Terwijl alle leerlingen gedurende die zes weken een reeks VEX GO robotica STEM-laboratoria en -activiteiten voltooiden, werd het curriculum naar goeddunken van de leraar gedifferentieerd om tegemoet te komen aan de capaciteiten van leerlingen van verschillende leeftijden. Alle leerlingen begonnen hun robotica-curriculum bijvoorbeeld met het Intro to Building STEM Lab, aangezien dit lab de robotica-kit introduceert. Alle studenten voltooiden ook het Look Alike STEM Lab, waarin wordt geleerd hoe eigenschappen genetisch worden doorgegeven van ouderkonijntjes naar babykonijntjes.

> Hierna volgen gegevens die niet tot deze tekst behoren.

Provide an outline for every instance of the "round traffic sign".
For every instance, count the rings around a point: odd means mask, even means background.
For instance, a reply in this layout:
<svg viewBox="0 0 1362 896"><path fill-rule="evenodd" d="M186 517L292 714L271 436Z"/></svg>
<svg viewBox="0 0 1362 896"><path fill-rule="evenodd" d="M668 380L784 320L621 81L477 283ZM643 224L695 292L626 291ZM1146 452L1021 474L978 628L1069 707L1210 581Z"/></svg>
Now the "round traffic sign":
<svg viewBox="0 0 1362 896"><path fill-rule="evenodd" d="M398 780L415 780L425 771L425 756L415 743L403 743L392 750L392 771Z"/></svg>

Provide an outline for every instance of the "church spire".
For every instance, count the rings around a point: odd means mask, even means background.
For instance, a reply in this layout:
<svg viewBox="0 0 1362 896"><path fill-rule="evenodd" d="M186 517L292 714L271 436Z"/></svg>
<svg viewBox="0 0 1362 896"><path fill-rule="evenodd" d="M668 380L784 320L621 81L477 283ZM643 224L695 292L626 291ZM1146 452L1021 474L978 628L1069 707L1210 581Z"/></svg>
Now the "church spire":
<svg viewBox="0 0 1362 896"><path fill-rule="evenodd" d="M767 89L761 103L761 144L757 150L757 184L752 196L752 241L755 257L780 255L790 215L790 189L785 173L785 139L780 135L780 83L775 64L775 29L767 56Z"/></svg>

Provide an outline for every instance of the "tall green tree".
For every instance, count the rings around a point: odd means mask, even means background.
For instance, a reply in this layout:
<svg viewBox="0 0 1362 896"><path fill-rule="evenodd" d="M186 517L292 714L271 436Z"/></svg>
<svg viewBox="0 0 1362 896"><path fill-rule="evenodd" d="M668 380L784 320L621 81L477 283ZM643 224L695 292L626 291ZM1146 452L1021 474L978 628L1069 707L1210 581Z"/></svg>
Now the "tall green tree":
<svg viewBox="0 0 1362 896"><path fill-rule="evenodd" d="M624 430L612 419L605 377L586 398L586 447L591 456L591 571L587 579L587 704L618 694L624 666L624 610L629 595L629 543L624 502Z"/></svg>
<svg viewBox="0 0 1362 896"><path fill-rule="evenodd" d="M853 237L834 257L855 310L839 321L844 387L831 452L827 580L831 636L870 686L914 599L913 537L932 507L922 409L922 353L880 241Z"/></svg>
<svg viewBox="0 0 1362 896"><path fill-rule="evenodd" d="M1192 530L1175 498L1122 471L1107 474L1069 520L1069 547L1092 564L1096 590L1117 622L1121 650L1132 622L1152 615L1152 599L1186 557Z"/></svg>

Elke klas voltooide vervolgens een andere reeks labs en activiteiten:
- Derde leerjaar: Inleiding tot bouwen, Look Alike, Leuke Kikkers (2 lessen), Aanpassingsklauw, VEX GO Activiteiten: Lunar Rover, Pin Game, Engineer It & Build It, Copycat, Habitat, Creature Creation en gratis bouwtijd
- Vierde leerjaar: Inleiding tot bouwen, eenheid Eenvoudige machines (4 lessen), Look Alike, Aanpassingsklauw, VEX GO Activiteiten: Maanrover, pingame en gratis bouwtijd
- Vijfde leerjaar: Inleiding tot bouwen, Look Alike, Leuke Kikkers (2 lessen), Aanpassingsklauw, VEX GO Activiteiten: Lunar Rover, Pin Game, Engineer It & Build It, Copycat, Habitat, Creature Creation en gratis bouwtijd
De STEM-labs zijn gestructureerde activiteiten die leerlingen door een interdisciplinaire, op standaarden afgestemde les leiden die context biedt voor een robotconstructie, klassikale discussies, experimenten en iteratieve verbeteringen. Labs zijn georganiseerd zoals de secties Engage, Play en Share die leerlingen door de les leiden. De activiteiten zijn korter dan die van een STEM-lab en variëren qua onderwerp en structuur, en bieden vaak uitdagingen met een open einde en minder instructies.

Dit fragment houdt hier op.